CASERTA. A Caserta sono più di 100. In Italia, in migliaia. La loro qualifica si riassume in un acronimo incomprensibile. Sono i “Dsga ff”, ossia i direttori amministrativi delle scuola facenti funzione. Direttori di fatto, sempre in trincea, cui, però, è negato il riconoscimento della qualifica di titolari. Sfruttati per anni, sono stati scalzati da un concorso, revocati a metà anno scolastico da una legge-beffa e ora rischiano, se va bene, di finire a fare da balie ai nuovi assunti. Tutto questo in piena emergenza sanitaria. Il presidente nazionale di Feder Ata, Giuseppe Mancuso, ha chiesto l’intervento di Sergio Mattarella; intanto, in Terra di Lavoro, i “Dsga ff”, difesi da Pasquale Marotta, si preparano a dare battaglia in tribunale, dinanzi al giudice del lavoro, e a costituire un’associazione. Non ce l’hanno con chi ha vinto il concorso, ma con il sistema “usa e getta” sì. I direttori amministrativi delle scuola facenti funzione sono assistenti amministrativi che, per anni, hanno redatto bilanci, operato pagamenti, gestito il personale Ata; un ruolo di grande responsabilità, sottoposto al rigido controllo dei revisori dei conti e al rischio di sanzioni. Per ottenere la titolarità dell’incarico hanno chiesto di sostenere un concorso, promesso sulla carta e poi bocciato all’attuale ministro dell’Istruzione, Lucia Azzolina.

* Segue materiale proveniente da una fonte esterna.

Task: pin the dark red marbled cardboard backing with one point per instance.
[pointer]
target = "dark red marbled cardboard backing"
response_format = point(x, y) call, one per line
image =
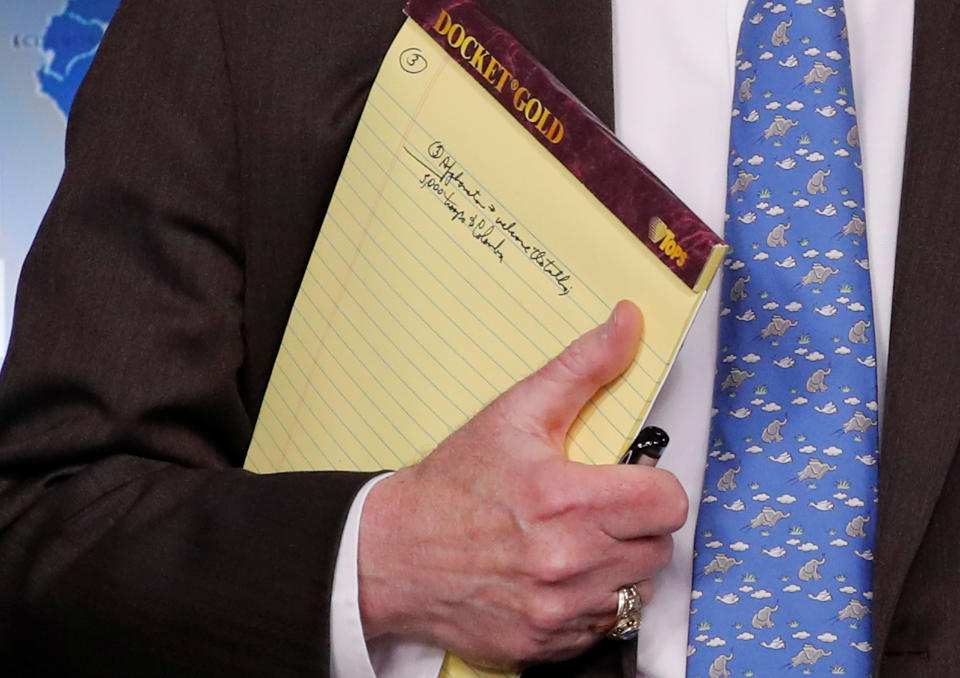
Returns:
point(588, 149)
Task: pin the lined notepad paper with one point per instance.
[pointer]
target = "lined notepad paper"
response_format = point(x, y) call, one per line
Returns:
point(457, 256)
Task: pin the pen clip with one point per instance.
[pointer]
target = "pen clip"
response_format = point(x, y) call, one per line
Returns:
point(650, 442)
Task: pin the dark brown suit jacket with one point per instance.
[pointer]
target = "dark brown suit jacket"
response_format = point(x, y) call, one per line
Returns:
point(202, 152)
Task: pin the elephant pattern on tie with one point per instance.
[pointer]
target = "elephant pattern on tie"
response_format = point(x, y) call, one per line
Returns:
point(784, 543)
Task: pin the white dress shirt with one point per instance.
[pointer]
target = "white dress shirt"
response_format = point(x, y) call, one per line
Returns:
point(674, 83)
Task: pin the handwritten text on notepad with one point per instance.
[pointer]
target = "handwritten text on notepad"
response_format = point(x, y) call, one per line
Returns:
point(443, 177)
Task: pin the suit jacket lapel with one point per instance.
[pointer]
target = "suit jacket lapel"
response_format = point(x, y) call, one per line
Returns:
point(921, 428)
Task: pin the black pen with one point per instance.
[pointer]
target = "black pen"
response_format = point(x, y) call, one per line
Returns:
point(647, 447)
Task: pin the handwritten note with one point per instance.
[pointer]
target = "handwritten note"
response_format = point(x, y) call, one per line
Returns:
point(456, 257)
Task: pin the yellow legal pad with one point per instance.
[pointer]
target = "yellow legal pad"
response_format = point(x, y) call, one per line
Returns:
point(457, 256)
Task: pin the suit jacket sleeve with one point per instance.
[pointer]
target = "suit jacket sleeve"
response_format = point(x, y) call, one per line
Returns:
point(131, 544)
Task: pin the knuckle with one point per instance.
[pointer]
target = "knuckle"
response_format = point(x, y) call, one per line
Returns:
point(662, 551)
point(547, 614)
point(550, 495)
point(556, 563)
point(672, 502)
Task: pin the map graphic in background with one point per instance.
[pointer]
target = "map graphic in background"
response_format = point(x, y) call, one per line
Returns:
point(46, 47)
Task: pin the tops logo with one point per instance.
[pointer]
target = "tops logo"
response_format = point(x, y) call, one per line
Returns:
point(661, 235)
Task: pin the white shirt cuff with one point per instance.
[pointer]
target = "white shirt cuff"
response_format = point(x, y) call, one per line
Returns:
point(350, 655)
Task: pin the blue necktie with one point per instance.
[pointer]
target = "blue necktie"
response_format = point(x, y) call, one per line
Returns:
point(783, 552)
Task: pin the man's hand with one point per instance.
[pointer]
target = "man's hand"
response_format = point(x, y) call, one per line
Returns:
point(500, 549)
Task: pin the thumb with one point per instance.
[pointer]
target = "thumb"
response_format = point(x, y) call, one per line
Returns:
point(547, 402)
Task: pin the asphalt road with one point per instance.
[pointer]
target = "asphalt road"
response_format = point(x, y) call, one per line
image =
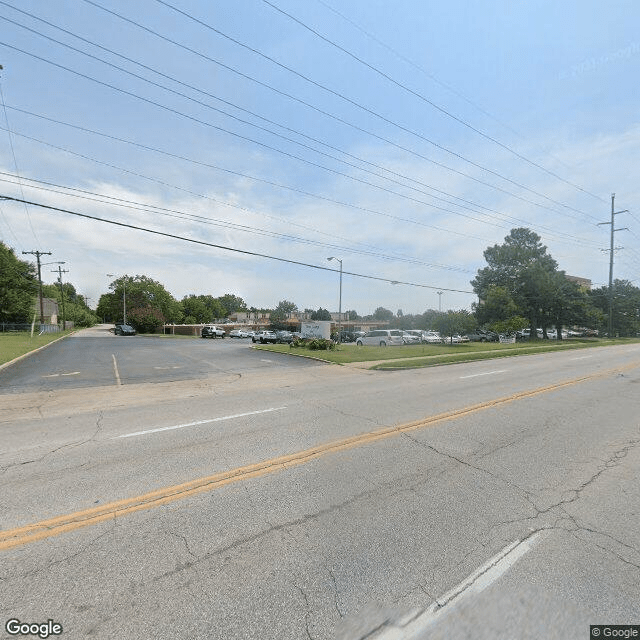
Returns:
point(258, 496)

A settembre hanno firmato il contratto; ora, mentre sta per concludersi il concorso per i Dsga, l’incarico che li impegnava fino al 31 agosto 2021 sarà revocato. Risultato? Ritornare a fare gli assistenti amministrativi nella stessa scuola dove sono stati direttori e dove, in alcuni casi, mancano per loro scrivanie, computer e mansioni, se non quella di tutoraggio gratuito dei neoassunti. Una vera e propria retrocessione dal sapore amaro. In uno Stato di diritto e di buonsenso quel concorso si espleterebbe e si eseguirebbero, solo dove necessario, gli avvicendamenti, non prima della fine dell’anno scolastico. Il ministero, però, non ne vuole sapere. E lo scontro si prefigura inevitabile.